Dans un livre de 304 pages, «  Fabrique du mensonge », Stéphane Foucart, journaliste spécialiste de l’environnement, met à nue l’imposture orchestrée au niveau mondial et dissèque les scandales sanitaires provoqués par les multinationales : Tabac, OGM, réchauffement climatique, amiante, pollution…. Le résultat est impressionnant de rigueur. Il fait aussi froid dans le dos, à énumérer ainsi des travaux qui n’ont de scientifique que le nom. Avec un souci du détail et un effort objectivité, l’auteur montre à quel point la science est aujourd’hui gangrénée par des enjeux économiques qui la dépassent parfois et lui font perdre sa crédibilité.

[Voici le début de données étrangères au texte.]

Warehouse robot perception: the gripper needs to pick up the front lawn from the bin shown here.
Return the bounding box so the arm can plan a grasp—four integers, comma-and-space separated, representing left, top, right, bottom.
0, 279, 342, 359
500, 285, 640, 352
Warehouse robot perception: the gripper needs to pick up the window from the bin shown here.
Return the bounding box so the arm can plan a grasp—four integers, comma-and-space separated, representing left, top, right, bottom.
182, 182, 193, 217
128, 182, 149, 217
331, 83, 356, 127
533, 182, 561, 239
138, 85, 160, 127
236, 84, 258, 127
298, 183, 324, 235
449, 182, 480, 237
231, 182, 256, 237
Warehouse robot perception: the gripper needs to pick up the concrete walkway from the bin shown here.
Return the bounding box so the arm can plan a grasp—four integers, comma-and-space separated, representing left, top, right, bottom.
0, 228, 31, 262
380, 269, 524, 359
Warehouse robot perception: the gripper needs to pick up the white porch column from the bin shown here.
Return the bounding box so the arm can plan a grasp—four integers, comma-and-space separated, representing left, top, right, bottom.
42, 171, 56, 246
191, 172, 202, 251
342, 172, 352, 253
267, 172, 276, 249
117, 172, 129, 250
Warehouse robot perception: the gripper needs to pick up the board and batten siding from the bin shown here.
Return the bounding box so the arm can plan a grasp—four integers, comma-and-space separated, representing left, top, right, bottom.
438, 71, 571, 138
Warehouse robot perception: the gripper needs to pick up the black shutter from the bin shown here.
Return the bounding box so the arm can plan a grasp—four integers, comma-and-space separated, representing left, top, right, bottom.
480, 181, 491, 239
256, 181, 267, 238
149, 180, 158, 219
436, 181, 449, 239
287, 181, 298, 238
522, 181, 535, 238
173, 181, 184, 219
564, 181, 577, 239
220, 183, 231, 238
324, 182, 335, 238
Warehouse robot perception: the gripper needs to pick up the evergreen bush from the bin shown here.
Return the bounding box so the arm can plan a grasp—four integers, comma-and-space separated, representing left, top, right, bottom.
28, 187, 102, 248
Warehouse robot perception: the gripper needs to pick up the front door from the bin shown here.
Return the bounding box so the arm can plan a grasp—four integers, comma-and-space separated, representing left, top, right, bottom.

« L’achat » des consciences

Les cigarettiers ont commencé à « se servir » de la science dès le début des années 1950, au moment où étaient publiés les premiers articles scientifiques évoquant des liens entre consommation de tabac et cancer du poumon. Un communiquant de génie, John Hill, a soufflé aux cigarettiers l’idée de financer de la recherche académique classique. Ces derniers ont donc créé une agence ad hoc, le CTR (Council for tobacco research) qui a, au total, investi près de 500 millions de dollars en 40 ans! La prise en charge de ces financements par les industriels ne vise qu’un but : orienter la recherche. Plus exactement, pour retirer aux chercheurs la possibilité de déterminer, par eux-mêmes, l’objet de leurs travaux. Concrètement, cela consiste par exemple à financer tout ce qui permettra de suggérer que les cancers ne sont pas uniquement dus à la cigarette.  Leur stratégie consiste à rémunérer des travaux sérieux, puis à se servir des résultats obtenus dans une mécanique de communication. Dans le cas du tabac, cela va de la pollution intérieure au radon, en passant par les prédispositions génétiques et l’alimentation. Plus on suspectera d’autres facteurs que le tabac, plus les industriels s’en serviront.  Certaines pratiques sont discutables, voire carrément crapuleuses. Les cigarettiers ont ainsi « arrosé » la recherche mondiale, et en particulier la recherche américaine. Rémunérations privées, versements effectués par le biais de sociétés écran, appel à des cabinets d’avocats, tout est bon. L’idéal pour eux, c’est de recruter un scientifique qui va peu à peu gravir les échelons pour se poser en expert reconnu et infiltrer les organismes officiels – Agences de sécurité sanitaire, groupes de travail parlementaires ou même postes techniques au sein du gouvernement.

Lobbying tous azimuts

Des boites de communication embauchent des Internautes pour diffuser des messages orientés sur la Toile, et visant à mettre en doute des données pourtant incontestables. De ce point de vue, Internet est tout autant un remède – parce qu’on y trouve quantité d’informations – qu’un poison – parce qu’elles sont parfois manipulées.  Plus fort encore, les industriels créent leurs propres outils pour évaluer les risques liés à leurs activités. Avec le cas des insecticides qui provoquent la mort des abeilles, ils ont réussi un vrai tour de force. En noyautant la plupart des organisations intergouvernementales, les industriels sont à la fois juge et partie. Finalement, les industriels ont imposé l’idée – fausse – que toute science qui régule l’innovation n’est pas de la « vraie » science. Ainsi, les scientifiques qui s’intéressent au climat (géochimistes, physiciens, océanographes….) sont présentés par ces lobbies comme des militants, des écologistes, pas des scientifiques rigoureux.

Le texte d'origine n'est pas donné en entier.